It never dawned on me either that I might be a nuisance, or a threat to the business, although it often did strike me as strange that I wasn’t being held up as an example to other employees. Maybe the urge to be present at all times had something to do with my deep-seated insecurities, or was it just my dread of ringing in sick? There was no point in ringing in sick if you didn’t sound sick, and even on those occasions when I was close enough to death’s door, I knew that I sounded absolutely hale and hearty over the phone. I practiced faint whispers and death rattles and harsh croaks, but I could never master the authentic sick tone that would have somebody exclaiming at the other end of the line: “she really does sound terrible!”

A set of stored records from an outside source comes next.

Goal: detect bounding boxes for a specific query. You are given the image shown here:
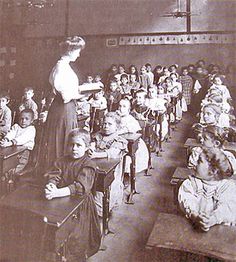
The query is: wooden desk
[184,138,236,156]
[122,133,142,204]
[170,167,194,204]
[0,184,83,262]
[146,213,236,261]
[0,146,26,196]
[77,115,89,128]
[93,159,121,235]
[18,159,121,238]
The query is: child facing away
[88,112,127,216]
[94,75,104,88]
[0,92,12,138]
[129,74,140,96]
[200,103,230,128]
[120,74,132,97]
[19,87,38,120]
[206,75,231,102]
[145,63,154,85]
[106,79,121,112]
[0,109,36,174]
[45,129,101,262]
[180,67,193,106]
[117,98,149,173]
[145,86,168,140]
[139,66,151,90]
[89,89,107,110]
[158,66,170,84]
[115,64,126,85]
[178,127,236,231]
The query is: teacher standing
[41,36,85,167]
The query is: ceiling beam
[186,0,191,33]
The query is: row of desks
[0,134,141,261]
[146,138,236,261]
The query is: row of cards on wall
[0,46,16,80]
[106,34,236,47]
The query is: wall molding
[119,33,236,46]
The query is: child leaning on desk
[178,126,236,231]
[0,109,36,174]
[0,92,12,138]
[45,128,101,262]
[89,112,127,216]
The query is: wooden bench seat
[146,213,236,261]
[184,138,236,157]
[170,167,193,204]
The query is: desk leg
[156,119,164,157]
[126,155,139,204]
[102,188,114,236]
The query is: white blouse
[49,58,79,103]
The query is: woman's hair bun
[59,36,85,53]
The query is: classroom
[0,0,236,262]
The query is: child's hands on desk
[0,139,13,147]
[44,183,58,200]
[44,183,70,200]
[199,214,217,232]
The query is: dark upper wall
[0,0,236,96]
[6,0,236,37]
[69,0,186,35]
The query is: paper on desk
[79,83,102,94]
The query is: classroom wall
[17,36,236,90]
[76,37,236,79]
[0,0,236,96]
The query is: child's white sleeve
[188,146,202,169]
[178,179,199,218]
[5,124,19,141]
[212,181,236,225]
[14,126,36,146]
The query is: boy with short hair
[0,92,12,138]
[0,109,36,174]
[19,87,38,120]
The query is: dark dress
[42,94,78,167]
[49,155,101,262]
[40,58,79,168]
[191,74,207,115]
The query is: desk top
[121,133,142,142]
[0,184,83,227]
[146,213,236,261]
[93,158,121,174]
[172,167,194,180]
[0,146,26,160]
[184,138,236,152]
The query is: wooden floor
[89,113,197,262]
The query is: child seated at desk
[19,87,38,120]
[0,92,12,139]
[117,98,149,173]
[45,129,101,262]
[131,88,150,121]
[188,126,234,169]
[146,86,168,140]
[88,112,127,216]
[200,103,230,128]
[106,79,121,112]
[120,74,132,97]
[206,74,231,101]
[178,127,236,231]
[89,90,107,110]
[94,75,104,88]
[0,109,36,174]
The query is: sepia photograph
[0,0,236,262]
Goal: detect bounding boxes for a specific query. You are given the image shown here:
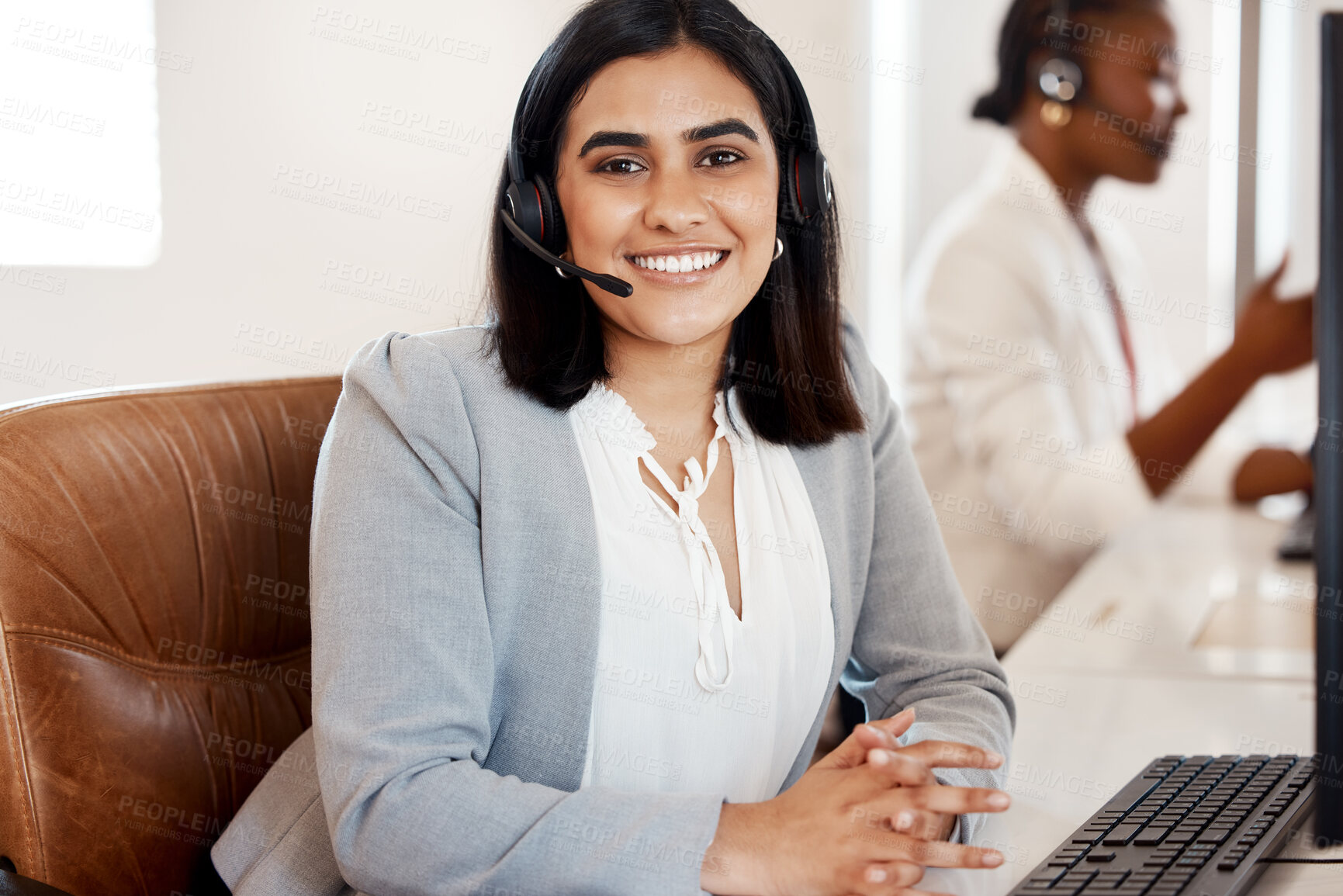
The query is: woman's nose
[643,169,713,234]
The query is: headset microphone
[500,208,634,298]
[1037,0,1170,158]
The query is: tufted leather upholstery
[0,376,340,896]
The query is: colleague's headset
[1037,0,1167,154]
[500,31,834,298]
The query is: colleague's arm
[312,334,722,896]
[841,314,1016,842]
[911,231,1152,561]
[1128,258,1315,500]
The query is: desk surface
[919,503,1343,896]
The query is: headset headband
[507,28,821,182]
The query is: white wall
[0,0,1343,443]
[0,0,867,403]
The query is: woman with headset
[909,0,1312,656]
[212,0,1012,896]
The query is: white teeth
[634,250,722,274]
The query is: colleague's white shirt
[908,141,1187,650]
[569,383,834,802]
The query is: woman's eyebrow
[579,130,649,158]
[681,118,760,144]
[579,118,760,158]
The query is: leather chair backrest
[0,376,340,896]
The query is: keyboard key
[1106,825,1141,846]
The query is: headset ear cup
[531,175,568,255]
[781,147,807,224]
[787,147,831,223]
[504,180,545,242]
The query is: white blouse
[569,383,834,802]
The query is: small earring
[1040,99,1073,130]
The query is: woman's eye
[700,149,746,168]
[597,158,643,175]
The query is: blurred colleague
[909,0,1314,653]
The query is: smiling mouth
[626,248,732,274]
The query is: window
[0,0,164,268]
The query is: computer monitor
[1315,12,1343,841]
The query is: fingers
[865,707,915,746]
[843,830,1003,870]
[856,784,1011,818]
[865,747,937,787]
[891,808,955,839]
[812,708,915,768]
[853,859,924,896]
[900,740,1003,768]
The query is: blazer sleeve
[841,314,1016,842]
[310,333,722,896]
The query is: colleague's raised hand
[1231,255,1315,375]
[700,709,1010,896]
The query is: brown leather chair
[0,376,340,896]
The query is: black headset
[500,31,834,298]
[1038,0,1084,126]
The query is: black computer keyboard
[1011,756,1316,896]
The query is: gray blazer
[211,312,1014,896]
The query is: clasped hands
[700,708,1011,896]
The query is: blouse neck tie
[639,393,736,692]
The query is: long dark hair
[489,0,864,445]
[971,0,1166,125]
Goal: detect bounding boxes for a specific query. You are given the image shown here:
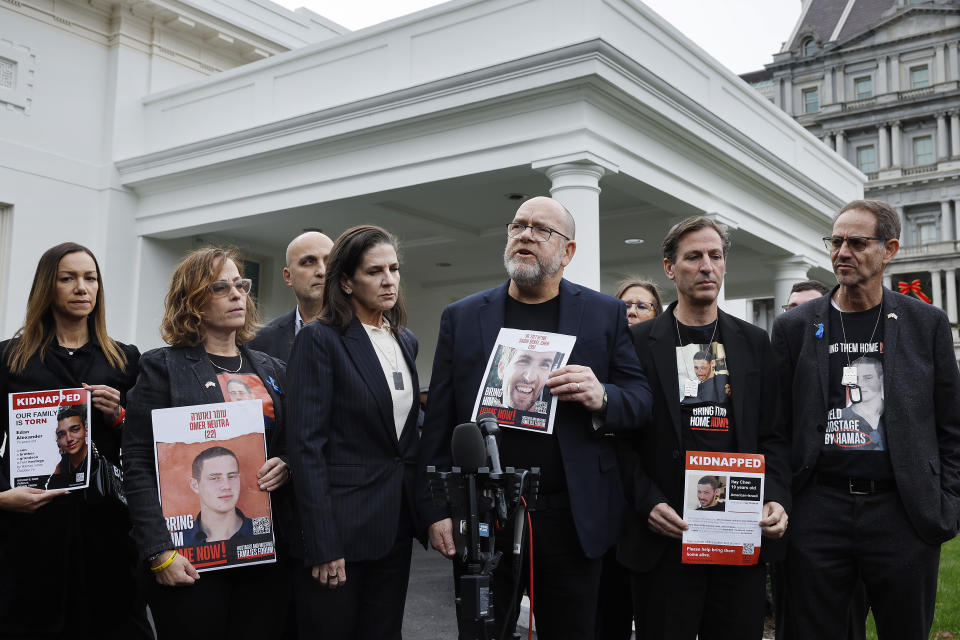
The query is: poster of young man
[9,389,91,489]
[153,399,276,571]
[470,328,577,434]
[682,451,764,565]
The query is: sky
[274,0,801,73]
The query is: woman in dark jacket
[288,226,422,640]
[0,242,152,639]
[123,248,290,640]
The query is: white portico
[0,0,864,377]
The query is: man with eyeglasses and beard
[773,200,960,640]
[418,197,650,638]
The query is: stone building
[742,0,960,348]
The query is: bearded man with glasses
[773,200,960,640]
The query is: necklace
[207,351,243,373]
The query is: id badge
[840,367,857,387]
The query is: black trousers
[630,541,766,640]
[493,508,603,640]
[292,537,413,640]
[778,484,940,640]
[595,547,633,640]
[147,563,291,640]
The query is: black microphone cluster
[427,413,540,640]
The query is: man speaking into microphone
[419,197,651,639]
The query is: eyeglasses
[507,222,570,242]
[823,236,887,251]
[210,278,253,297]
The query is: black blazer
[0,332,140,637]
[247,308,297,362]
[287,318,424,566]
[773,289,960,544]
[419,280,651,558]
[123,346,286,560]
[617,303,790,571]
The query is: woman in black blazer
[288,226,423,640]
[0,242,153,638]
[123,248,290,640]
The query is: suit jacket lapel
[650,302,683,443]
[186,345,230,403]
[342,316,397,440]
[717,310,757,451]
[477,280,510,364]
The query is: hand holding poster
[153,400,276,571]
[683,451,764,565]
[470,328,577,434]
[8,389,91,489]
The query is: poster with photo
[470,328,577,434]
[7,389,92,489]
[682,451,765,565]
[152,400,276,571]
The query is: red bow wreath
[897,278,930,304]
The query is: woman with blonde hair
[123,248,290,640]
[0,242,152,638]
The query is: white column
[933,44,947,84]
[890,120,903,167]
[875,56,887,96]
[940,200,956,240]
[773,256,810,313]
[937,113,950,160]
[930,269,943,309]
[950,111,960,158]
[877,124,890,171]
[544,163,604,290]
[945,269,957,324]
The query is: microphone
[477,411,503,473]
[450,422,487,473]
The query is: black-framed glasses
[210,278,253,296]
[823,236,887,251]
[507,222,570,242]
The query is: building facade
[743,0,960,353]
[0,0,863,380]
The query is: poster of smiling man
[153,400,276,571]
[471,329,576,434]
[9,389,91,489]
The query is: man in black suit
[419,197,650,638]
[773,200,960,640]
[248,231,333,362]
[618,216,790,640]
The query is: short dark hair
[320,225,407,335]
[697,476,720,490]
[57,404,87,426]
[833,200,900,240]
[190,445,240,480]
[615,277,663,316]
[662,216,730,264]
[790,280,830,296]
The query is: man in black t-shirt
[618,217,790,640]
[773,200,960,640]
[418,197,650,638]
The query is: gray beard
[503,250,563,289]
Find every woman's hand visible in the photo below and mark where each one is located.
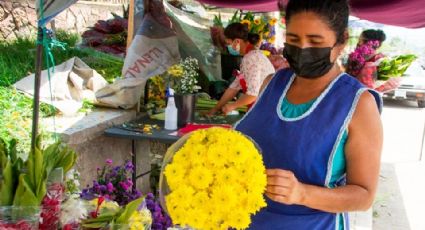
[221,103,236,115]
[266,169,306,205]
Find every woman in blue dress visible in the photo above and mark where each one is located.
[235,0,383,230]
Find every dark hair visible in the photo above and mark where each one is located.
[279,0,350,44]
[224,22,260,45]
[361,29,387,44]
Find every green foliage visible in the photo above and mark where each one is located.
[0,136,77,206]
[0,86,56,155]
[82,197,145,229]
[229,10,242,25]
[213,13,223,27]
[378,54,417,80]
[0,30,123,154]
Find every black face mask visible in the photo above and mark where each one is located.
[283,43,335,79]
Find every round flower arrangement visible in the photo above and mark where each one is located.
[160,128,267,229]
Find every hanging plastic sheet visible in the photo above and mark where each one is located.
[36,0,77,27]
[164,1,222,81]
[96,0,180,109]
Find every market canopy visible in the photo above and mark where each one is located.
[198,0,425,28]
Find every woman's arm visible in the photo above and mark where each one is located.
[222,74,273,114]
[266,93,383,213]
[207,88,239,116]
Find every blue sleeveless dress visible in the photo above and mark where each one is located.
[235,69,382,230]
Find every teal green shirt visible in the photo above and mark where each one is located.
[281,98,348,187]
[280,98,348,229]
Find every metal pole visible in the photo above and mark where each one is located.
[31,27,43,151]
[131,139,137,191]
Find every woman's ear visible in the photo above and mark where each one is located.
[343,29,350,47]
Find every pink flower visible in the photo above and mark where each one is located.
[106,182,114,192]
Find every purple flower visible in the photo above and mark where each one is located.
[125,161,134,171]
[106,182,114,192]
[120,182,129,191]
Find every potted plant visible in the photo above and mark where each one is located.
[0,136,77,229]
[210,11,277,81]
[167,57,200,127]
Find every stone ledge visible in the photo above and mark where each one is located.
[43,108,137,145]
[349,208,373,230]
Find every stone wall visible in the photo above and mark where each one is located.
[0,0,123,41]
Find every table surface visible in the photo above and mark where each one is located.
[104,115,243,144]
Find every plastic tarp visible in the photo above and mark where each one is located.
[164,1,221,81]
[96,12,180,109]
[14,57,108,115]
[35,0,77,27]
[198,0,425,28]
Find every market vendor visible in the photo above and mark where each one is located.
[235,0,383,230]
[347,29,400,92]
[208,23,275,115]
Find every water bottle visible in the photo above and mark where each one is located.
[164,88,177,130]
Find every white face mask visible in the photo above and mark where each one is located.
[227,39,241,56]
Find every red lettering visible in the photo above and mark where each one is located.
[143,53,153,62]
[124,70,136,77]
[128,63,140,73]
[137,54,151,68]
[149,47,164,58]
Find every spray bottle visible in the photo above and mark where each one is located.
[164,88,177,130]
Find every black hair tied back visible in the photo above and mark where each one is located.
[278,0,350,44]
[248,33,260,45]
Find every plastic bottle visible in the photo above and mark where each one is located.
[164,88,177,130]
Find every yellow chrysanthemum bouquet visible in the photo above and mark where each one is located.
[160,128,267,229]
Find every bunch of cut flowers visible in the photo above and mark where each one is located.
[160,128,267,229]
[81,159,142,205]
[347,40,379,76]
[167,57,201,95]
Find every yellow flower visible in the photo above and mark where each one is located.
[225,209,251,229]
[211,185,238,210]
[189,166,213,190]
[128,209,152,230]
[261,50,270,57]
[254,18,261,26]
[164,163,186,190]
[216,168,239,185]
[164,128,267,229]
[269,18,277,26]
[267,36,276,44]
[241,19,251,30]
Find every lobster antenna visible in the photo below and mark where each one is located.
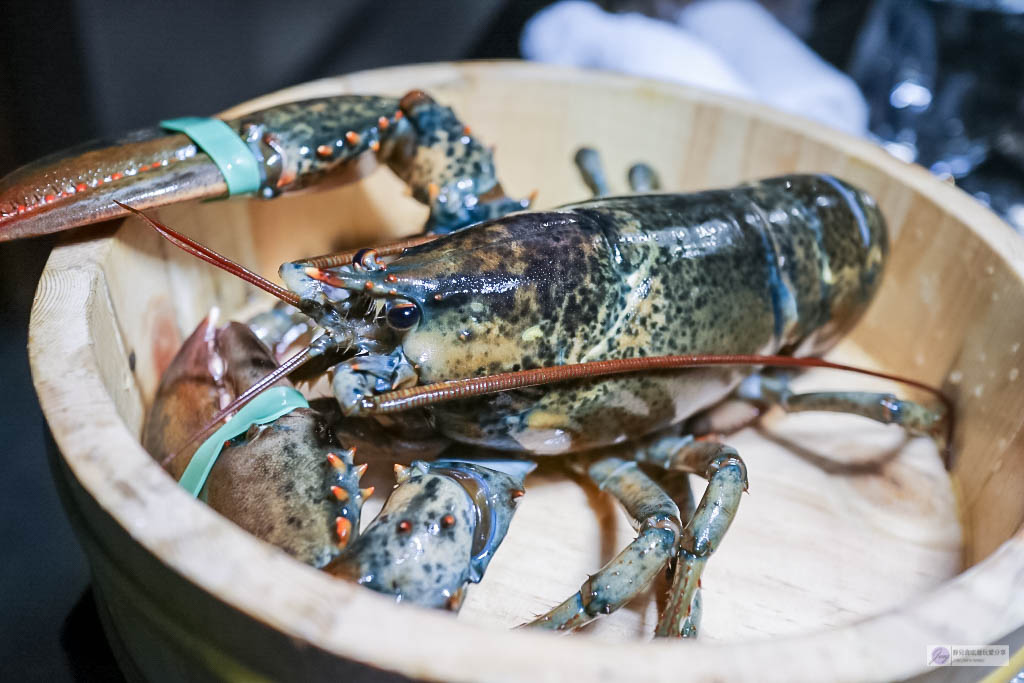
[362,354,952,415]
[114,200,302,308]
[160,346,312,467]
[297,234,441,268]
[362,354,954,468]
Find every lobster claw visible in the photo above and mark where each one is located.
[0,91,529,242]
[0,128,227,242]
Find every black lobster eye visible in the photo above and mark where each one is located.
[387,303,421,332]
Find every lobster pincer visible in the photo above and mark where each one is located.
[0,90,529,242]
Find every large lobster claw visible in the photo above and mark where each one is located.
[0,129,227,241]
[0,91,529,242]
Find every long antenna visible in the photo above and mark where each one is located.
[114,200,302,307]
[361,354,954,468]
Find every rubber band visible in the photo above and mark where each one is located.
[160,116,260,196]
[178,386,309,498]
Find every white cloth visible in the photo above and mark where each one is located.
[520,0,867,135]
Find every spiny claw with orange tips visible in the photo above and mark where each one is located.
[325,460,531,610]
[142,311,373,567]
[0,91,528,242]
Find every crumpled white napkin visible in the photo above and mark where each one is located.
[520,0,867,135]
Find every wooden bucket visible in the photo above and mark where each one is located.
[30,62,1024,681]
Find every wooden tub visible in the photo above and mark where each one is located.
[30,62,1024,681]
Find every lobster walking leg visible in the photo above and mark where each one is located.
[737,375,943,436]
[526,458,682,631]
[638,437,746,638]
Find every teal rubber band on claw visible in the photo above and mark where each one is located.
[160,116,260,196]
[178,387,309,498]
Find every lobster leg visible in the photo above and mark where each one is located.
[637,437,746,638]
[526,458,682,631]
[736,375,944,436]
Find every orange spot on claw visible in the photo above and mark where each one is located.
[334,517,352,548]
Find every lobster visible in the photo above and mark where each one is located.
[0,83,951,636]
[142,309,530,609]
[128,154,947,636]
[0,90,529,242]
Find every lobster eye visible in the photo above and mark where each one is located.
[387,303,420,332]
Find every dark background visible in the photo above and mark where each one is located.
[0,0,958,681]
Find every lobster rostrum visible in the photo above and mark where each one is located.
[132,152,943,636]
[0,90,529,242]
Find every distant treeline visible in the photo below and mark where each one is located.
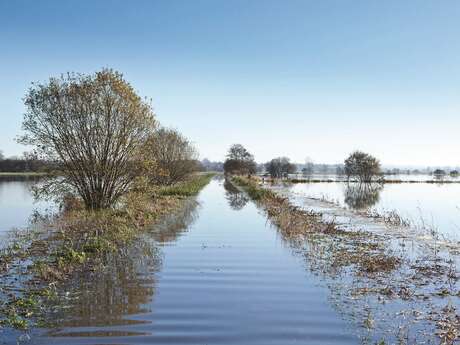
[0,158,49,173]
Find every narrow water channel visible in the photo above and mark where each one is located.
[31,180,359,345]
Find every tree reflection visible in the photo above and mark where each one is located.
[43,199,198,336]
[224,180,249,211]
[344,183,383,210]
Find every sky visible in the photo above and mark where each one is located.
[0,0,460,166]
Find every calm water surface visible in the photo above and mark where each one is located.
[288,182,460,240]
[10,180,359,345]
[0,176,51,238]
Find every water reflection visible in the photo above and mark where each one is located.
[344,183,383,210]
[224,180,249,211]
[47,199,199,337]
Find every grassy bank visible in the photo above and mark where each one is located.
[231,177,460,344]
[0,174,213,329]
[283,178,460,184]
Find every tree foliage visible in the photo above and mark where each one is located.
[224,144,257,175]
[344,151,381,182]
[20,69,155,209]
[265,157,297,178]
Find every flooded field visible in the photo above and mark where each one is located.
[0,179,458,345]
[281,182,460,241]
[0,176,52,241]
[0,176,358,344]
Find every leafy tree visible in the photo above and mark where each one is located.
[224,144,257,175]
[344,151,381,182]
[146,127,199,185]
[19,69,155,209]
[265,157,297,178]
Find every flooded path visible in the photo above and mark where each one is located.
[31,180,359,345]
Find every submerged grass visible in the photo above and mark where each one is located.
[232,177,460,345]
[0,174,213,329]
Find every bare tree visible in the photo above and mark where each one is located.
[344,151,381,183]
[224,144,257,175]
[146,128,199,185]
[19,69,155,209]
[265,157,297,178]
[302,157,315,176]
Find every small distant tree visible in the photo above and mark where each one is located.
[145,127,201,185]
[344,151,381,183]
[302,157,315,175]
[19,69,155,210]
[265,157,297,178]
[224,144,257,175]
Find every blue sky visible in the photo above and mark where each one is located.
[0,0,460,165]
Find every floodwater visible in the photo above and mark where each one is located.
[283,182,460,241]
[0,176,51,238]
[0,179,368,345]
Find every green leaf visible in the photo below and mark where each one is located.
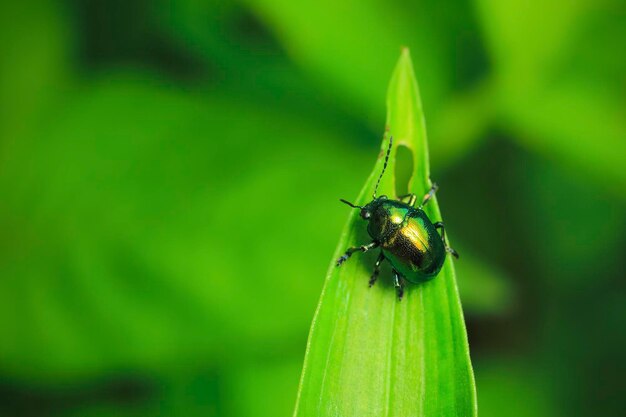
[295,49,476,417]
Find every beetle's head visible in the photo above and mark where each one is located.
[361,195,387,221]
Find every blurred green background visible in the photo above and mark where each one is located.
[0,0,626,417]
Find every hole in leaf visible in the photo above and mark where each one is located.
[395,145,413,196]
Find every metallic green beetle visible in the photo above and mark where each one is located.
[337,138,459,300]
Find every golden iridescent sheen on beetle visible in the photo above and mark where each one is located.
[337,138,458,299]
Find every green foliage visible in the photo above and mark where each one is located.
[295,49,476,417]
[0,0,626,417]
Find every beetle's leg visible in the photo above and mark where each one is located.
[419,182,439,209]
[398,193,417,206]
[393,269,404,301]
[433,222,459,259]
[369,250,385,287]
[337,242,378,266]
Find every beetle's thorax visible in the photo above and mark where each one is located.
[364,196,411,242]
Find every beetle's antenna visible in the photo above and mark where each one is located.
[372,136,393,199]
[339,198,363,208]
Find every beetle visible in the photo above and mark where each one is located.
[336,137,459,300]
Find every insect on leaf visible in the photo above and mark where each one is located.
[294,49,476,417]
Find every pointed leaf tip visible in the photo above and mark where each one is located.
[294,48,476,417]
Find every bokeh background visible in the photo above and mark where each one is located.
[0,0,626,417]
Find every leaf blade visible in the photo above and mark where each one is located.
[295,49,476,417]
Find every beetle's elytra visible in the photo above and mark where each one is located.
[337,138,459,300]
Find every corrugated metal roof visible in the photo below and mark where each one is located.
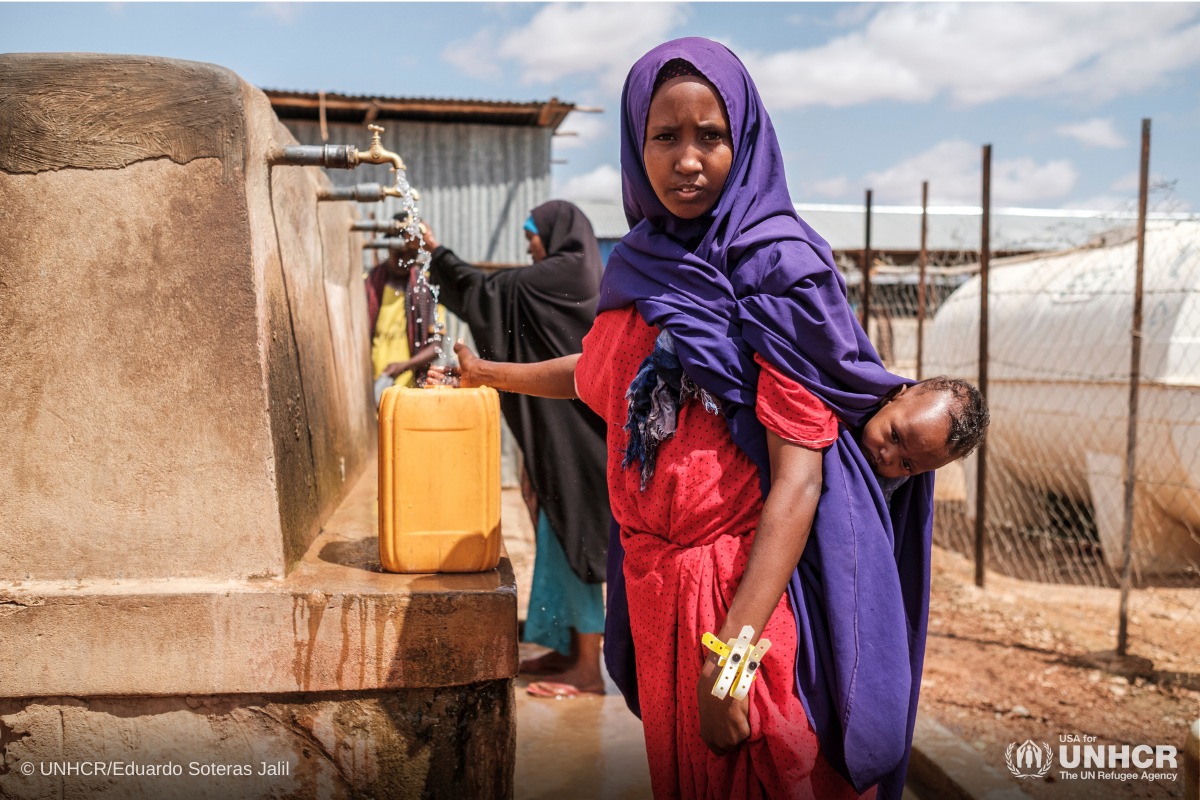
[566,200,1200,252]
[263,89,584,131]
[796,203,1190,252]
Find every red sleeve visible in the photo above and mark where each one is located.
[754,353,838,450]
[575,306,659,426]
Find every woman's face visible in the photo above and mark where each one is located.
[526,228,546,264]
[642,76,733,219]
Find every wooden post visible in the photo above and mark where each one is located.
[1117,119,1150,656]
[859,190,871,339]
[976,144,991,588]
[917,181,929,380]
[317,91,329,142]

As a result, I always felt that I had to exaggerate the effects of a 24 hour bug in order to convince my superiors that I wasn’t a malingerer or suffering from a hang-over. It wasn’t easy to return to work afterwards, looking like I’d spent the free day at a spa.

Before this, I had always thought that absenteeism was a characteristic of hard times when people were overworked, stressed and underpaid. Not so, it seems. Recessions and economic downturns are more likely to spark ‘presenteeism’ according to the psychologists, because workers are afraid to ring in sick in case they’re seen as undependable or, worse still, dispensable. The rising cost of obtaining a doctor’s cert might have something to do with it too, I’d guess.